Dabinderjit Singh with journalist Phil Miller. Credit: Ruhi Khan

Dabinderjit Singh with journalist Phil Miller. Credit: Ruhi Khan

The freelance journalist then made an appeal to the First-Tier Tribunal, but due to various reasons, including the witnesses in the case being senior and busy officials, the case was put up for hearing only after a year.

Day one of hearing

The first day of the hearing saw four witnesses give evidence: Philip Barton, director general, consular and security at the Foreign and Commonwealth Office; Owen Jenkins, former FCO director for South Asia and Afghanistan, Dabinderjit Singh of the UK Sikh Federation and journalist Miller.

Barton’s evidence was taken behind locked doors and even Miller’s legal team was not privy to the proceedings which continued all morning and carried on after lunch. During the hearing, it was reiterated that the two documents found by Miller might have been mistakenly released to the archives.

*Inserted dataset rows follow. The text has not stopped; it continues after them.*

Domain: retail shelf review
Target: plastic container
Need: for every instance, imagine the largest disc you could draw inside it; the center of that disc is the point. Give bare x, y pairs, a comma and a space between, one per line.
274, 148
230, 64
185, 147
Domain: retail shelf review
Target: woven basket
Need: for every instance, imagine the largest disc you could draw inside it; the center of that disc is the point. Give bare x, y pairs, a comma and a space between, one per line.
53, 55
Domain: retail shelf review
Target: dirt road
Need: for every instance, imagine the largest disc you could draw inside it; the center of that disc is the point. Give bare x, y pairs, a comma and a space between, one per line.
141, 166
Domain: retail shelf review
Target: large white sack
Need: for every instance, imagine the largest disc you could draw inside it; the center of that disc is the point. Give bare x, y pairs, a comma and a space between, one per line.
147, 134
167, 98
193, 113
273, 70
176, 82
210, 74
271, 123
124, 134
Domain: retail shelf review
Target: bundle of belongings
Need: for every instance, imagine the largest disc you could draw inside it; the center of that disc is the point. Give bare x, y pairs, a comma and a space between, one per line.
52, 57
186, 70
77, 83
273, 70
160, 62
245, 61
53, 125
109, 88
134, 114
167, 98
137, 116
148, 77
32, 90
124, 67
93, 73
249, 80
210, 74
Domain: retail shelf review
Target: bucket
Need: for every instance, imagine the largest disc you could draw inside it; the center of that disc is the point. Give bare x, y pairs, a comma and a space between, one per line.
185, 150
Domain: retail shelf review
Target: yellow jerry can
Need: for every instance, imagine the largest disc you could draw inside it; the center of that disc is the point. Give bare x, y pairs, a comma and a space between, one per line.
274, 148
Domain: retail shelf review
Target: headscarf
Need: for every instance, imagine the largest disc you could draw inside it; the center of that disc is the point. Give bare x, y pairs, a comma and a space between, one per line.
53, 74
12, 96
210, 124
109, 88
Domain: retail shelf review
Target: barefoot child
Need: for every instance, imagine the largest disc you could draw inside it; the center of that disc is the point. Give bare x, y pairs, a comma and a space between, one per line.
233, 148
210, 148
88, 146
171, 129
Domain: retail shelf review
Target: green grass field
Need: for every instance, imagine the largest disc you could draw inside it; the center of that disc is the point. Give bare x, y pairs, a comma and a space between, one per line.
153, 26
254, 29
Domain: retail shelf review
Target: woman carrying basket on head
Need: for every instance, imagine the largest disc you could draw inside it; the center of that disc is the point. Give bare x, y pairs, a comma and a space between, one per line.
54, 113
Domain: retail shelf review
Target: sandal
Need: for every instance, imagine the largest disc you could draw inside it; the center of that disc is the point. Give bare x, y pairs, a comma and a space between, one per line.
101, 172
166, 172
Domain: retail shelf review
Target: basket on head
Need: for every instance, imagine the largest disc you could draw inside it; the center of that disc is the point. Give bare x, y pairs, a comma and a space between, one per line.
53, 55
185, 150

Miller took to the stand and spoke about the human rights situation in Punjab, mentioning the Special Powers Act (1983) and Operation Blue Star. “Britain cannot deny that they had no idea of what was unfolding (in Punjab). The British high commissioner had all the information.” Miller also quoted a British diplomat saying that some of the laws used against Sikhs at the tie operated in the framework of “guilty until proven innocent.”

Trade over human rights?

It was in this background, Miller pointed out, that it was important to see whether “trade concerns were trumping human rights”. The judge at one point asked if Miller was “expecting smoking guns.” Outlining his concern behind the move to get the British government to release more documents, Miller said it was crucial to understand the “context in which this decision (to provide assistance to India) was made.” To a pointed question by a judge on whether there is direct evidence of British involvement in the operations in Punjab, Miller replied in the negative.

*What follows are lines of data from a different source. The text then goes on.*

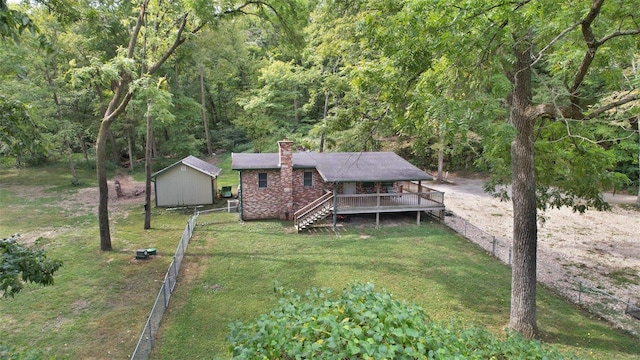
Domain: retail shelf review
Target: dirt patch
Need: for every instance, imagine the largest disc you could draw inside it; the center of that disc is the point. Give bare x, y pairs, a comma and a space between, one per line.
131, 193
600, 249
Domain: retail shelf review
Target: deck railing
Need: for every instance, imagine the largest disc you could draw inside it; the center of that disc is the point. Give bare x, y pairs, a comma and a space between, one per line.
391, 200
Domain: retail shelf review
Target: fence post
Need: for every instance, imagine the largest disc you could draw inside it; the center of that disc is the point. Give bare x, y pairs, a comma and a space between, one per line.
175, 271
465, 228
579, 292
150, 336
493, 249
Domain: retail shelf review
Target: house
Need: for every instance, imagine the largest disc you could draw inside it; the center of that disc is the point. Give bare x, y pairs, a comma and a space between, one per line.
190, 181
308, 186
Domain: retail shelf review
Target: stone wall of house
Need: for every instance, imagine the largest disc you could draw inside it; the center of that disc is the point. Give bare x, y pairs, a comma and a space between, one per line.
261, 203
303, 195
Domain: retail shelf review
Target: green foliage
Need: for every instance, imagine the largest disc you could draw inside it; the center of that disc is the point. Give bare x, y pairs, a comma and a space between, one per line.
14, 22
364, 324
20, 135
20, 265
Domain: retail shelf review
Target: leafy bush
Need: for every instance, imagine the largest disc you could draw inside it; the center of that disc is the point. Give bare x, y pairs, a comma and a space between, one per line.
20, 265
365, 324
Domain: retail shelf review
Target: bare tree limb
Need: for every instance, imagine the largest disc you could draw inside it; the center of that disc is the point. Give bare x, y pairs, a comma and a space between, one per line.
177, 42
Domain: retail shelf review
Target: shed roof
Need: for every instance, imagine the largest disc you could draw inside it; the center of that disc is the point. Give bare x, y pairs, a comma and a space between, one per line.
339, 167
194, 163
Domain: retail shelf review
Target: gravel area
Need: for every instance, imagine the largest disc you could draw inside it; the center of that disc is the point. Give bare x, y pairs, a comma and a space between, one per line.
598, 251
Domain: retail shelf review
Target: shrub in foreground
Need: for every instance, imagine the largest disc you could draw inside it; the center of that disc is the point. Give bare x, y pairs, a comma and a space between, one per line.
365, 324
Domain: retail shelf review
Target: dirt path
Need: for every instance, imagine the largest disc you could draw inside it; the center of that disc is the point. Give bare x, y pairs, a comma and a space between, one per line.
598, 249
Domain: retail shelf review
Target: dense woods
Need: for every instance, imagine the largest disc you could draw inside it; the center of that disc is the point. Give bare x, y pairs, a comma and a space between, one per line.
539, 94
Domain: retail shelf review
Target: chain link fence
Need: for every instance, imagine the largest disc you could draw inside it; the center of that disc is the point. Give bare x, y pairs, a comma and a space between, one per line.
147, 337
604, 302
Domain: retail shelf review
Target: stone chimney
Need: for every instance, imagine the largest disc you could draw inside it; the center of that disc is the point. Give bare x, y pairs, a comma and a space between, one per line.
286, 178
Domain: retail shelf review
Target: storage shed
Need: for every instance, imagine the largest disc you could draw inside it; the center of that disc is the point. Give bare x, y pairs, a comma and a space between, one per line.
190, 181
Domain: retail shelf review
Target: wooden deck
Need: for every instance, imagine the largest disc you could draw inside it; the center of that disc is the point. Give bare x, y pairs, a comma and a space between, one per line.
414, 197
393, 202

He, however, stressed that there is a need to find out what form the British “assistance” to India took in 1984. “Assistance can mean different things. It could be training in the UK of Indian officers, selling equipment to be able to use them for internal usage,” Miller told the court. There were also references to possible arms deal between the two countries during the hearing. Miller later told The Wire that “the government’s review tried to downplay the motivations of arms sales and helicopter sales that were very important in UK-India relations then.”

Indo-UK ties at risk?

According to the cabinet office, one of the main reasons for withholding the files is to prevent any straining of ties with India. Dabinderjit Singh of the Sikh Federation gave evidence to counter these claims. “In January 2014, when Miller got those papers, the Congress party was in power. In the run-up to the elections, the BJP talked extensively about what happened in 1984. The BJP had taken a different approach.”

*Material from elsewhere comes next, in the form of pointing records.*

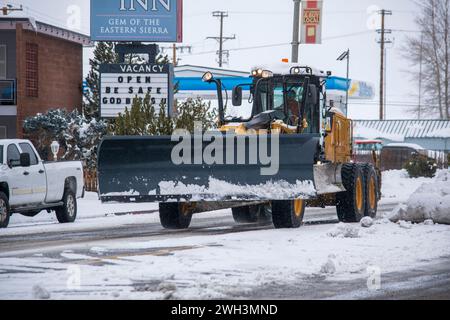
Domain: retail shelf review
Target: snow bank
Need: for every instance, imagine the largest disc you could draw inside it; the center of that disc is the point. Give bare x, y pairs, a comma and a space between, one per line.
374, 134
398, 186
431, 201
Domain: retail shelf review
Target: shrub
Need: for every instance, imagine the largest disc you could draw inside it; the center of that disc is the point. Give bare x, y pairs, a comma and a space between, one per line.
77, 136
142, 118
421, 166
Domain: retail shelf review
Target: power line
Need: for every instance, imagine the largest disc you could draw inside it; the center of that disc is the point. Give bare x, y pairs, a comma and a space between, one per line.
221, 39
284, 43
8, 8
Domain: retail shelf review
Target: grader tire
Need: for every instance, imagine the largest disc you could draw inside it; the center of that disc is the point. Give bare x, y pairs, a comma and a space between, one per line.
174, 216
372, 191
351, 204
288, 214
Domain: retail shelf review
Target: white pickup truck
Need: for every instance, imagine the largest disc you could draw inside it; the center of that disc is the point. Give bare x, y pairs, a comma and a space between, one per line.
29, 185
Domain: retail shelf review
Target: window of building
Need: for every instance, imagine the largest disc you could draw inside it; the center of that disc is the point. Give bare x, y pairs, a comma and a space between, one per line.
2, 61
31, 70
26, 148
3, 131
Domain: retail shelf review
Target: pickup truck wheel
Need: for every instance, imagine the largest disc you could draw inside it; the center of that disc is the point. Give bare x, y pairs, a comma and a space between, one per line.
4, 210
30, 214
176, 216
288, 214
68, 212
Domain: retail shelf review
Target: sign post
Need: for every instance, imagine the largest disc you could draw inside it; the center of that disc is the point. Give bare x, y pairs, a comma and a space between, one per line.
311, 22
137, 20
121, 83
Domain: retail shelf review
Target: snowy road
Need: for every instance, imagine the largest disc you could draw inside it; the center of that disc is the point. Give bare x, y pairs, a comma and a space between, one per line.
108, 256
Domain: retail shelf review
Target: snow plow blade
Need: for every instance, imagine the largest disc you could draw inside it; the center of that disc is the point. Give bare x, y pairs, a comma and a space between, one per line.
141, 169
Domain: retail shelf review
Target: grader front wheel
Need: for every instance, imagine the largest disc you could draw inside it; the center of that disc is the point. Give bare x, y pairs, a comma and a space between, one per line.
351, 205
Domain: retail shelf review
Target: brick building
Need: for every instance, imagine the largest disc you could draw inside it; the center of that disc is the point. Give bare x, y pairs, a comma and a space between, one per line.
41, 68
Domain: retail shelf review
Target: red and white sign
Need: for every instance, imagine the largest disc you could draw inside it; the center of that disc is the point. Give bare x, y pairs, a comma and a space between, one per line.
311, 22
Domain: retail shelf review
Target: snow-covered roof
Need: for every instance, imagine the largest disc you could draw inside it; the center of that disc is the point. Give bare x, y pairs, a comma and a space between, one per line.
399, 130
405, 145
198, 71
28, 23
285, 68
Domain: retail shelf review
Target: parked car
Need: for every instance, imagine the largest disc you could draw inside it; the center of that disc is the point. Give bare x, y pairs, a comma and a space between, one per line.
395, 155
29, 185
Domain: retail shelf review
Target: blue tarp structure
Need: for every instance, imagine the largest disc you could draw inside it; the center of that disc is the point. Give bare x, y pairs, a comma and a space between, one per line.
357, 89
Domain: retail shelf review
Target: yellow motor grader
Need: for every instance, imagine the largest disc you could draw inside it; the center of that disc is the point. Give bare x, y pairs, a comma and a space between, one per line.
292, 151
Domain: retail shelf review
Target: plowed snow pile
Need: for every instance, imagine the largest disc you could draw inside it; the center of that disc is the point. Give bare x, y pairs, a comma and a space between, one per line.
431, 201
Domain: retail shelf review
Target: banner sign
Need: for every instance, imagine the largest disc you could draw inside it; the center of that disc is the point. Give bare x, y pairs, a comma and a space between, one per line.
311, 22
137, 20
356, 89
121, 83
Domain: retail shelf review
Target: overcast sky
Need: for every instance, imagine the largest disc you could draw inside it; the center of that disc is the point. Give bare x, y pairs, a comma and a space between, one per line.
346, 24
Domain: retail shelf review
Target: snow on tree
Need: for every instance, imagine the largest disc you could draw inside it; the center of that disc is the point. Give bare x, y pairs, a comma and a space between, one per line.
78, 136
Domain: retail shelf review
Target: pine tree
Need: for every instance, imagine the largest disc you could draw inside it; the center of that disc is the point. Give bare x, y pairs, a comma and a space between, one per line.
103, 53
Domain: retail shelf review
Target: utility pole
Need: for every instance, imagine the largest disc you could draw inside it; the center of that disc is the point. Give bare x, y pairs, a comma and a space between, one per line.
420, 76
9, 8
342, 57
296, 31
383, 43
221, 39
174, 48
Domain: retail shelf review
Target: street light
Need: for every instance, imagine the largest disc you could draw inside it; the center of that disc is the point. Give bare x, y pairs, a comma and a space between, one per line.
55, 150
343, 56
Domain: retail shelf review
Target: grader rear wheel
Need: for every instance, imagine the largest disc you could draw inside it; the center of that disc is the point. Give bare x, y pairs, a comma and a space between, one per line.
288, 214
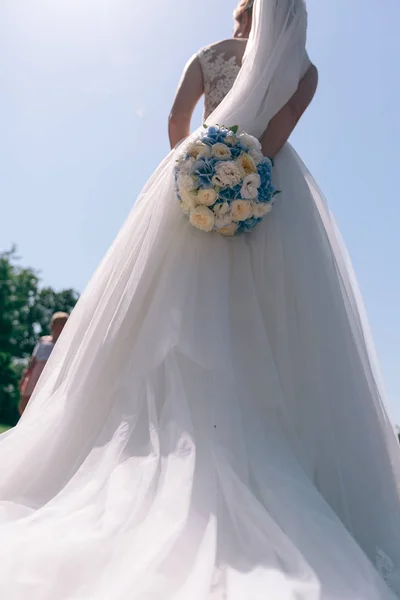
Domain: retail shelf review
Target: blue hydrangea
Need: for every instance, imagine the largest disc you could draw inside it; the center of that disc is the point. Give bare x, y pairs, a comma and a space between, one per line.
230, 194
204, 169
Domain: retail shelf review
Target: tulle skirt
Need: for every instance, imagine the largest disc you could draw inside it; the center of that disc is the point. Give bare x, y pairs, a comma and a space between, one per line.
210, 425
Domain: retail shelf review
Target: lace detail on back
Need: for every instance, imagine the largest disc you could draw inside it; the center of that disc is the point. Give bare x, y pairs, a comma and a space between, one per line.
219, 74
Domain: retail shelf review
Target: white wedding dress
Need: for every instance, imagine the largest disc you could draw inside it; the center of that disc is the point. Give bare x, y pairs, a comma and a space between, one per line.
210, 425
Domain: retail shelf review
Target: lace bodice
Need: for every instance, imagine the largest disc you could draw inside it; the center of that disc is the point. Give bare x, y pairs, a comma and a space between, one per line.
219, 73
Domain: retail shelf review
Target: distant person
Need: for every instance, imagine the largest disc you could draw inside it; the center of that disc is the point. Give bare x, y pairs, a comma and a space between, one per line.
39, 357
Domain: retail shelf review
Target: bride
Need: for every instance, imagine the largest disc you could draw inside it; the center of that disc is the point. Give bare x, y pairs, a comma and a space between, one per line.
211, 423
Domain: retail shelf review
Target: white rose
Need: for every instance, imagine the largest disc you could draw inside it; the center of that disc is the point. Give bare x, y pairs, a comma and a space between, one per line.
229, 230
241, 210
260, 209
221, 209
223, 221
250, 141
256, 155
187, 165
227, 174
199, 150
188, 202
246, 164
221, 151
202, 218
207, 197
250, 186
185, 182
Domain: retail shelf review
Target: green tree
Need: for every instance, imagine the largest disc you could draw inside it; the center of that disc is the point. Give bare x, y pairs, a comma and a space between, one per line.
25, 313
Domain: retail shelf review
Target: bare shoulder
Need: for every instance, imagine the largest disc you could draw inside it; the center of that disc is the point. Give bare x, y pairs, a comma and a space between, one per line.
230, 46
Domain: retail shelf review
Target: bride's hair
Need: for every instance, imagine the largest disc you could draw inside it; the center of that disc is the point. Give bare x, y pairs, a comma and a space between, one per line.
243, 6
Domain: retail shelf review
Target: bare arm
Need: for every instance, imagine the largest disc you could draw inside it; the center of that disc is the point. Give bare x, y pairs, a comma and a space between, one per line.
282, 125
190, 90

He also referred to a statement by home minister Rajnath Singh that he is in favour of papers relating to 1984 operations being made public, as a testimony to India’s openness about the ghastly episode. “As a British national, I want to know what exactly my government did in my name on an issue that is so relevant to the community,” Singh told the court.

Not historical but ‘live interest’

From the FCO’s side, it was only the testimony of Jenkins which was open to the public. He emphasised that documents relating to Operation Blue Star were not historical but have “very live interest”. Referring to the attack on  General Brar in London, Jenkins asserted that “this is related to contemporary politics.”

Jenkins fielded questions on the cabinet office’s decision to not release documents requested by Miller when documents relating to sensitive conversation between Margaret Thatcher and L.K. Jha – Indira Gandhi’s emissary – could be made public. Only a “small sub-section of the file” has been kept away, insisted Jenkins.

Miller’s legal team argued that the change in regime in India should facilitate Britain’s decision to release the documents, which was countered by Jenkins who said that the change of government in India is not a “radical departure as has been suggested”, and a “good deal of institutional continuity” remains in force.